1. Court held that while DF may have had subjective expectation of privacy (trash bags were non-see through and tied up), there was no REP because the trash was: (1) knowingly exposed to public, and (2) conveyed to third party (trash collector).

iii. Under the Katz test, the placement of the trash matters. There maybe REP if trash is placed right in back of house.

f. AERIAL SEARCHES: PROBABLY NOT A SEARCH.

i. Rule: Lawful aerial surveillance of curtilage is NOT S SEARCH b/c what people knowingly expose to public is not protected by the 4th.

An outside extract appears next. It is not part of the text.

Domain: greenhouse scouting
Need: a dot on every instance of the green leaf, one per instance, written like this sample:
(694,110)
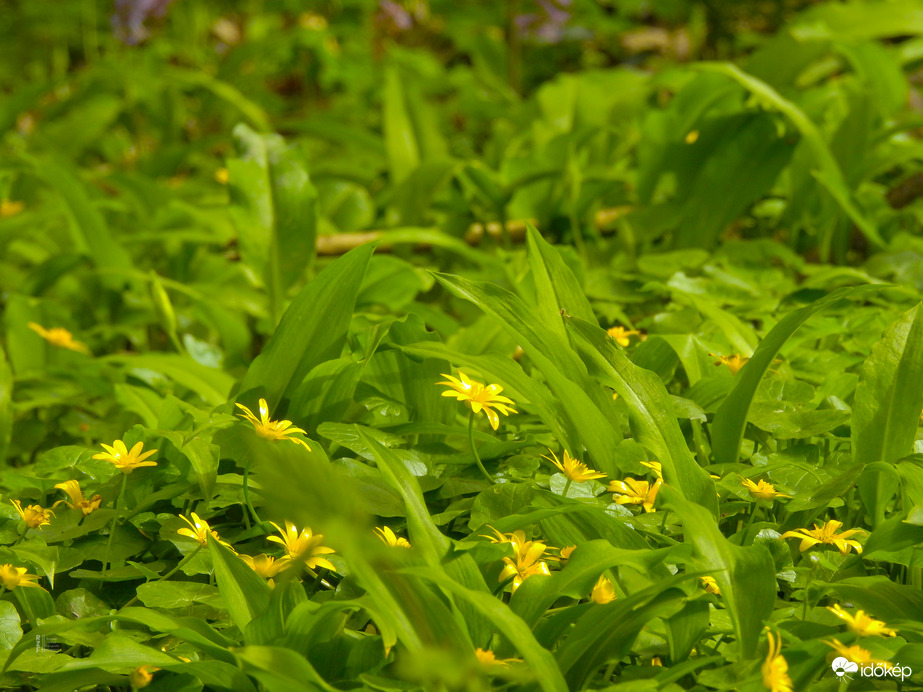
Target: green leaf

ii. California v. Ciraola (1986): Police received tip that DF was growing MJ in backyard. Police could not observe yard from ground level because of tall fences completely enclosing yard, so secured a plane and flew over at an altitude of 1000 feet. Id’d MJ growing in yard and photographed. Used photos, aerial observations, and tip to get a warrant to search.

1. HELD: low-flying, lawful aerial surveillance here was not a search because the area in question was clearly visible from public vantage point (in air), thus knowingly exposed to public and no REP.

iii. Florida v. Riley (1989): Police used a helicopter to observe DF’s greenhouse and MJ growing inside. The greenhouse was partially enclosed on two sides and the exposed sides were obscured from view by surrounding trees, shrubs, and the mobile home. A splintered Court resulted in three distinct approaches towards search.

1. Justice White’s Plurality Opinion: Just like Ciraola, there is no search here because MJ could be viewed through partially open structure by helicopter. Helicopter flying only 400 feet up, but was following laws and regulation. “[DF] could not reasonable have expected that his greenhouse was protected from public or official observation from a helicopter had it been flying within the navigable airspace for fixed-wing aircraft.”

2. Justice O’Conner’s Concurrence: Question is whether DF had a REP from aerial observation (not whether helicopter had a right to be where it was ala White). So, was the helicopter in public airways at an altitude at which members of the public travel with sufficient regularity that DF’s expectation of privacy was reasonable? B/c considerable use of airspace at 400 feet, no REP. Burden is on DF to show that use of airways is not sufficiently routine to arise to REP.